ANKARA / KIGALI
Cameroon President Paul Biya’s decision to order the release of separatists and opposition leader earlier this month is an important gesture of appeasement, experts say.
Maurice Kamto, Cameroon’s main opposition leader, regained his freedom on Oct. 5 after a military court in the country’s capital Yaounde, ordered his release at the request of Biya.
Kamto was arrested in January with some of his supporters following two-day long anti-government protests against presidential election results. He had claimed victory in last year’s presidential election after official results gave him 14% of the vote against Biya’s 71%.
On Oct. 3, Biya had ordered release of 333 separatist fighters, arrested for misdemeanors.
“Freeing separatists aim to appease the international community that has been criticizing President Paul Biya,” Christopher Kayumba, a political commentator and lecturer at the University of Rwanda’s School of Journalism and Communication, told Anadolu Agency.
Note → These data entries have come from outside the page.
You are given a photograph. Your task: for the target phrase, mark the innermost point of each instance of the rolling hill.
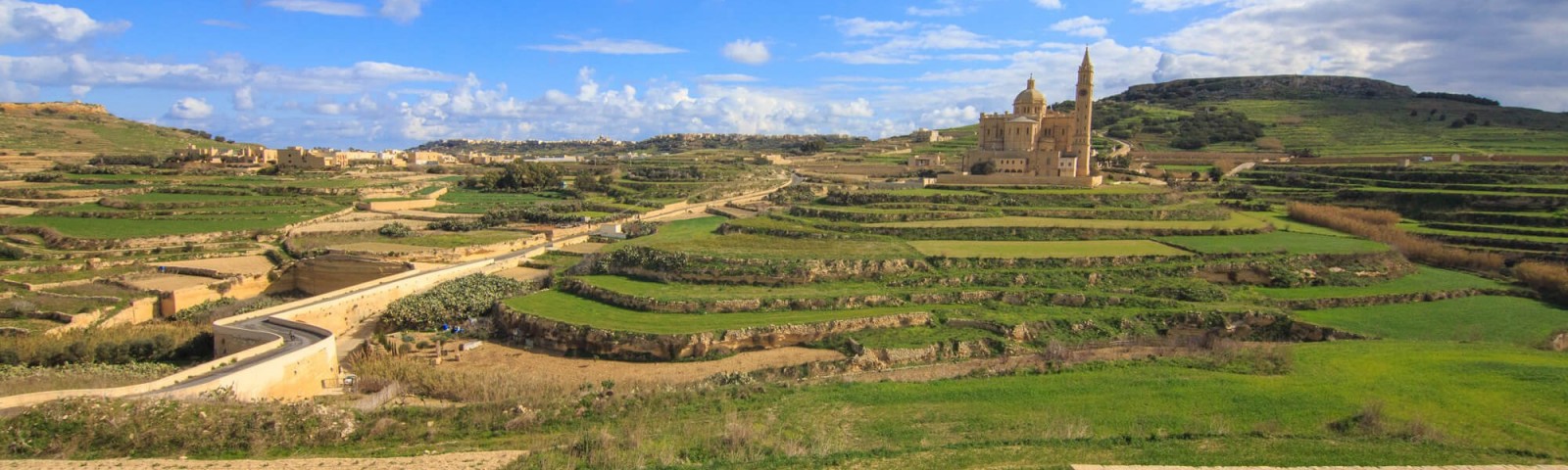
(1340, 117)
(83, 130)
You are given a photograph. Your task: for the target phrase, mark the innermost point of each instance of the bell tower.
(1084, 117)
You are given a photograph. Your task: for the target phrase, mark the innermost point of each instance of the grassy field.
(697, 235)
(1045, 250)
(1275, 242)
(1385, 127)
(1481, 318)
(577, 310)
(470, 201)
(1427, 279)
(1021, 221)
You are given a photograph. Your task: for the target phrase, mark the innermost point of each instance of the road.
(297, 339)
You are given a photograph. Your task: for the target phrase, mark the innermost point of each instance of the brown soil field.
(571, 372)
(490, 459)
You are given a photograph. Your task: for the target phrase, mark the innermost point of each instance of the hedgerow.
(452, 302)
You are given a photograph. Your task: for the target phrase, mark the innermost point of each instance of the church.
(1035, 145)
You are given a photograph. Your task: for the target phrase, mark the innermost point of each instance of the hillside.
(1325, 115)
(85, 129)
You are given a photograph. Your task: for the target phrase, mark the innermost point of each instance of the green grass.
(577, 310)
(708, 292)
(1045, 250)
(1236, 221)
(1275, 242)
(697, 235)
(1426, 279)
(1385, 127)
(1479, 318)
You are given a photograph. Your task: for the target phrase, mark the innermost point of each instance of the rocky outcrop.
(1387, 300)
(584, 341)
(886, 357)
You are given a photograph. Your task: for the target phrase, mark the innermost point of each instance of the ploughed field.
(1235, 339)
“But it’s also partly aimed at politically appeasing the English community in the country,” he added.
The EU welcomed Biya’s order to release main opposition party leader amid national dialogue.
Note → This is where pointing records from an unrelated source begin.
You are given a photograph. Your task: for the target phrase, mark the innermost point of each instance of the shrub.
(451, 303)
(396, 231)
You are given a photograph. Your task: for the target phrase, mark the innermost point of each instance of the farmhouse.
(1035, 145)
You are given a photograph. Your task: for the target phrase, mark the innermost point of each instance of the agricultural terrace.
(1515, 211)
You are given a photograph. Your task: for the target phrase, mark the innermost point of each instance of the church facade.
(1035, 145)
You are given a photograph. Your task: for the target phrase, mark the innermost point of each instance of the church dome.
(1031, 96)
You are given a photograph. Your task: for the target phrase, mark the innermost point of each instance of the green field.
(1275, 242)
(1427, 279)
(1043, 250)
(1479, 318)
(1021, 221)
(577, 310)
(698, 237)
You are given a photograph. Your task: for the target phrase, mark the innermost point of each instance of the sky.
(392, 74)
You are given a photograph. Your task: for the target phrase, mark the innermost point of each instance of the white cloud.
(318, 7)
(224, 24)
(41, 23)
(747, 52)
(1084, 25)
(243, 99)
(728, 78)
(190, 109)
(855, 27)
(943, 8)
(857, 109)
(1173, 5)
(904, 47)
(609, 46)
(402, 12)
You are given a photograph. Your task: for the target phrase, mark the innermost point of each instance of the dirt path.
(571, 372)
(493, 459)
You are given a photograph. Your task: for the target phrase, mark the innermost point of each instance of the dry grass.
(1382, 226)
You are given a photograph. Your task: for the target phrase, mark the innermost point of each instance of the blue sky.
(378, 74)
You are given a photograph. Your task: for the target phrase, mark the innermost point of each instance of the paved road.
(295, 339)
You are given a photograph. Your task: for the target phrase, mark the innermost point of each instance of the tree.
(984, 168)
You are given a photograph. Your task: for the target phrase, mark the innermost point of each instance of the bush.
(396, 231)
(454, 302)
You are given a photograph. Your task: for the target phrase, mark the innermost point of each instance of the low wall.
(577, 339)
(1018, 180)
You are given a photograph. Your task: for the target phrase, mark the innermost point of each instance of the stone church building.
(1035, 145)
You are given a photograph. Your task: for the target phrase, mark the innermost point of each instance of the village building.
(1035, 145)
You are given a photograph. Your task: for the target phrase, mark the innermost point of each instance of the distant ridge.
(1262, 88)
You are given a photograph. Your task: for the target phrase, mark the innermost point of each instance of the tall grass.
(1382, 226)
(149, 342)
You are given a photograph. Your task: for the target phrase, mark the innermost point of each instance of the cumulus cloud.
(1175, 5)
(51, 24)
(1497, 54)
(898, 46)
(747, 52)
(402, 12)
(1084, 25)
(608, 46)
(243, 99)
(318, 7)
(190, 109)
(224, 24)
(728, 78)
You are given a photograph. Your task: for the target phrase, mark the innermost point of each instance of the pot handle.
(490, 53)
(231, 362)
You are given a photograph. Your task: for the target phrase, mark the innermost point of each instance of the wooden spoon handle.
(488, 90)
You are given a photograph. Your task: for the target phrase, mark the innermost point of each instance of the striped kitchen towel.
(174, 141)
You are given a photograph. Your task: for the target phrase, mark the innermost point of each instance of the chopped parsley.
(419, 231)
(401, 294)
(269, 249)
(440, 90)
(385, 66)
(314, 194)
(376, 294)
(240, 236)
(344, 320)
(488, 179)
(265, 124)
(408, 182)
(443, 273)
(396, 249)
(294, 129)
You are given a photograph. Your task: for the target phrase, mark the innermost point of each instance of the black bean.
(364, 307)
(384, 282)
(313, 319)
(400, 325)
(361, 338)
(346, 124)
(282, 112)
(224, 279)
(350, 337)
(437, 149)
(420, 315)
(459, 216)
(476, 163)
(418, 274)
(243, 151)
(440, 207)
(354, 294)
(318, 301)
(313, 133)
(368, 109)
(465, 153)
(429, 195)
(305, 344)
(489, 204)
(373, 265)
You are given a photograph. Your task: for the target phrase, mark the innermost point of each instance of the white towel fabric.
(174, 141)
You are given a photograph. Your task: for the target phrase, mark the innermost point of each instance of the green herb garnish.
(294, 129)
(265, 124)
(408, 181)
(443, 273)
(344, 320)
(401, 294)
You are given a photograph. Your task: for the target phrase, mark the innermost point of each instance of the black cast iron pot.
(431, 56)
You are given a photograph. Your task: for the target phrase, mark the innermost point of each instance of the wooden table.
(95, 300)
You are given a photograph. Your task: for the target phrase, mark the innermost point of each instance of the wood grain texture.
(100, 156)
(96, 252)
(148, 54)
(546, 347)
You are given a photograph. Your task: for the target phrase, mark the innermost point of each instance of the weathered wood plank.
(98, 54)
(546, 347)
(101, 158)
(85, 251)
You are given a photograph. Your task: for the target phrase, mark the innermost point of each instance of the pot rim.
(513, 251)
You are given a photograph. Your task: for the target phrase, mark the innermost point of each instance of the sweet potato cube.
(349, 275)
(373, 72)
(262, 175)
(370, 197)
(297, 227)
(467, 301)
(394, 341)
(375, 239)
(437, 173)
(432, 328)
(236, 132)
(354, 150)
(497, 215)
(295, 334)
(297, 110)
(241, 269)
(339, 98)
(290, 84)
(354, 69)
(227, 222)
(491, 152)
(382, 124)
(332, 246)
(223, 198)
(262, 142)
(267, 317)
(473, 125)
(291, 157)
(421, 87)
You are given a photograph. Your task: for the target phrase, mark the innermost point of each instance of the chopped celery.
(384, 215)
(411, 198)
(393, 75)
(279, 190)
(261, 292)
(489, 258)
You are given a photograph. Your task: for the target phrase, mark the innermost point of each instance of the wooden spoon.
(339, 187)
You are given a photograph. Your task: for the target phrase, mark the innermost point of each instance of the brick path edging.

“President Biya’s decision to stop military court proceedings against several leaders and activists of political parties and movements, including the ‘Mouvement pour la renaissance du Cameroun’ [the Cameroon Renaissance Movement] and its president, Maurice Kamto, represents an important gesture of appeasement,” the EU said in a statement last week.
National Dialogue
Last month, President Biya called for a national dialogue that focused on the grievances of the English-speaking populations of the North West and South West regions of the Central African country.
The English regions has been marred by protests since 2016, with residents in English-speaking regions saying they have been marginalized for decades by the central government and the French-speaking majority. The protesters are calling for a return to federalism or independence of English-speaking Cameroon.
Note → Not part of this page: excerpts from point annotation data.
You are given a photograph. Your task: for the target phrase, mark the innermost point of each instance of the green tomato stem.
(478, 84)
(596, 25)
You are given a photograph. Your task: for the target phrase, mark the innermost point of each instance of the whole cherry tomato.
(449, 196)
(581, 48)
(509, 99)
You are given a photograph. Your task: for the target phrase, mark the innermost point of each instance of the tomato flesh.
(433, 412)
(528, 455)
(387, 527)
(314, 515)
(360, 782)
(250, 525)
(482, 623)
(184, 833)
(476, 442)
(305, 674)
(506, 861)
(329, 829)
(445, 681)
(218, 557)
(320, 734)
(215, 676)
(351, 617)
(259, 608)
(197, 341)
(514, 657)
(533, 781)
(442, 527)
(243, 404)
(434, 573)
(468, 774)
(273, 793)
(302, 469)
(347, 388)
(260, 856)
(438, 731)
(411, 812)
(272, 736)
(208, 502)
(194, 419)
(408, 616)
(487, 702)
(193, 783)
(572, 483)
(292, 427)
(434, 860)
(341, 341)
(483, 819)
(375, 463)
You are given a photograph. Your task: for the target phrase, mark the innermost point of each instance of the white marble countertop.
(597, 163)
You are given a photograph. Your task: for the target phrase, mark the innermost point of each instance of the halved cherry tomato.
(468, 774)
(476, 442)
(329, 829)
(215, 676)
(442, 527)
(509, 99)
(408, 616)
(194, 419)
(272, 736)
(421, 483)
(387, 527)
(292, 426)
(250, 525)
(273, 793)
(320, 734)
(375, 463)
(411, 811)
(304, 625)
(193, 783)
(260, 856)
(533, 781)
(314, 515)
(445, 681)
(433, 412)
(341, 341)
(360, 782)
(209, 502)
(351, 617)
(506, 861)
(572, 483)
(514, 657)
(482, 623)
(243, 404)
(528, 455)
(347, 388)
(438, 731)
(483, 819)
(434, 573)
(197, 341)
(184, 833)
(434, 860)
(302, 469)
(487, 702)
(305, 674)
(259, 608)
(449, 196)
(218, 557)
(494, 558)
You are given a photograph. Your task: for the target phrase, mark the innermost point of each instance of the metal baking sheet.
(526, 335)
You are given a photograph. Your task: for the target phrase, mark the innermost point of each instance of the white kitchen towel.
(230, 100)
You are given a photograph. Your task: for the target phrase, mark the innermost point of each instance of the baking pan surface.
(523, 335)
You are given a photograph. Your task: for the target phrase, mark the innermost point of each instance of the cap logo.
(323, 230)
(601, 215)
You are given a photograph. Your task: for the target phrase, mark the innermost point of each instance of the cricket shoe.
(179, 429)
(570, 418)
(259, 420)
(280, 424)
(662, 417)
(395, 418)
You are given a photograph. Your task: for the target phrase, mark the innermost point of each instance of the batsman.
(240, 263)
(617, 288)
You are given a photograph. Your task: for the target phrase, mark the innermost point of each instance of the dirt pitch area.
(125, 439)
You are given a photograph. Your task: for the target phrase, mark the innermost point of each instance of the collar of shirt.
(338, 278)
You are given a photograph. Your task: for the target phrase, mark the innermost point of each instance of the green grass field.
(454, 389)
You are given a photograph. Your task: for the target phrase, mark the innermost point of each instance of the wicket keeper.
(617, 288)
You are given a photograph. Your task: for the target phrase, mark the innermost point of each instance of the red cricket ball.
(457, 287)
Talking about the national dialogue, Alexe Kitio Kenfack, a Cameroon diplomat and a Ph.D candidate at Gazi University in Turkish capital Ankara, said: ”It was a fundamental momentum as it succeeded to bring together all the national components, including political parties, civil society, citizens of the diaspora, religious and traditional dignitaries”.
”Beyond the mere need of calming down the national political atmosphere as perceived by people, in reality these different decisions are part of a transformation of the public space in Cameroon into a more competitive political framework,” he told Anadolu Agency.
Kenfack said he believes that the key outcome out of the dialogue ”is undoubtedly the granting of a special status to the two Anglophone regions”.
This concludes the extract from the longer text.